1 July 2025 - 13:11 CEST
Credit: BlackJack3D

Inflows into spot Bitcoin ETFs are being largely driven by long-term positions from traditional market investors.

This suggests that they are committing to the crypto market, not just testing the water, according to a new study.

Financial services firm Avenir collaborated with blockchain analytics platform Glassnode to analyze capital flows into Bitcoin ETFs, following their emergence in the US.  

The report examined Bitcoin’s liquidity profile and uncovered a strong connection between unhedged demand and spot Bitcoin ETF inflows. It suggests that institutional investors are increasingly taking committed, long-term positions.  

The trend highlights the growing integration of digital assets into institutional portfolios, as banks and corporations increasingly seek to diversify their exposure to Bitcoin. 

Bitcoin as a macro asset 

The study further indicates that, through the lens of ETF capital flows, Bitcoin behaves more like a traditional asset, with its price reflecting broader financial and monetary conditions.  

Researchers also noted positive correlations between Bitcoin, certain stocks benchmark indices such as the S&P 500 and assets including gold, while Bitcoin’s price tended to decline when the US Dollar Index rose. 

Spot Bitcoin ETFs provide institutional investors with regulated, liquid and secure access to  

Bitcoin without the complexities of managing digital wallets or directly holding cryptocurrency. 

When investors buy shares of a spot Bitcoin ETF, the fund provider must purchase actual Bitcoin to back those shares.

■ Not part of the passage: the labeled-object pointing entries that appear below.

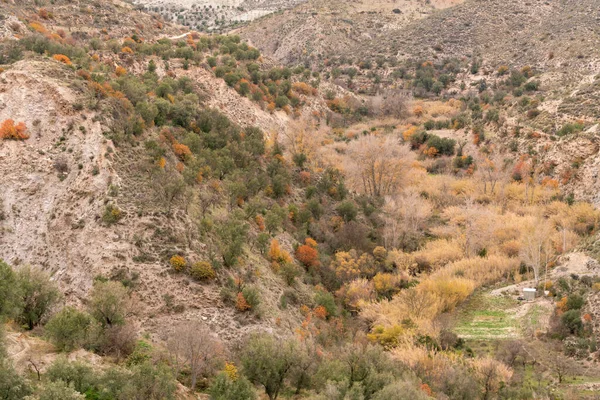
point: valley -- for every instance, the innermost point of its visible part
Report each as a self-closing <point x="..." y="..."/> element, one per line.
<point x="315" y="200"/>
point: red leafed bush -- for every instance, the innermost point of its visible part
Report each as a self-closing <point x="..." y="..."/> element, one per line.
<point x="8" y="130"/>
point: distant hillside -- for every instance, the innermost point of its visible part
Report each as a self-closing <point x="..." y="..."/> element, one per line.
<point x="214" y="15"/>
<point x="513" y="32"/>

The increased demand can encourage Bitcoin to rise, especially during periods of significant inflows. 

Questions Remain 

These findings may signal growing confidence in Bitcoin’s resilience and the regulatory framework that is being implemented in the US. However, risks persist as correlations can shift rapidly, and Bitcoin’s sensitivity to interest rates, inflation and liquidity cycles may increase as macroeconomic conditions evolve.  

For now, the data from this report offers one further proof point to Bitcoin’s emerging role as a macro-driven asset, supported by unhedged ETF inflows and institutional conviction.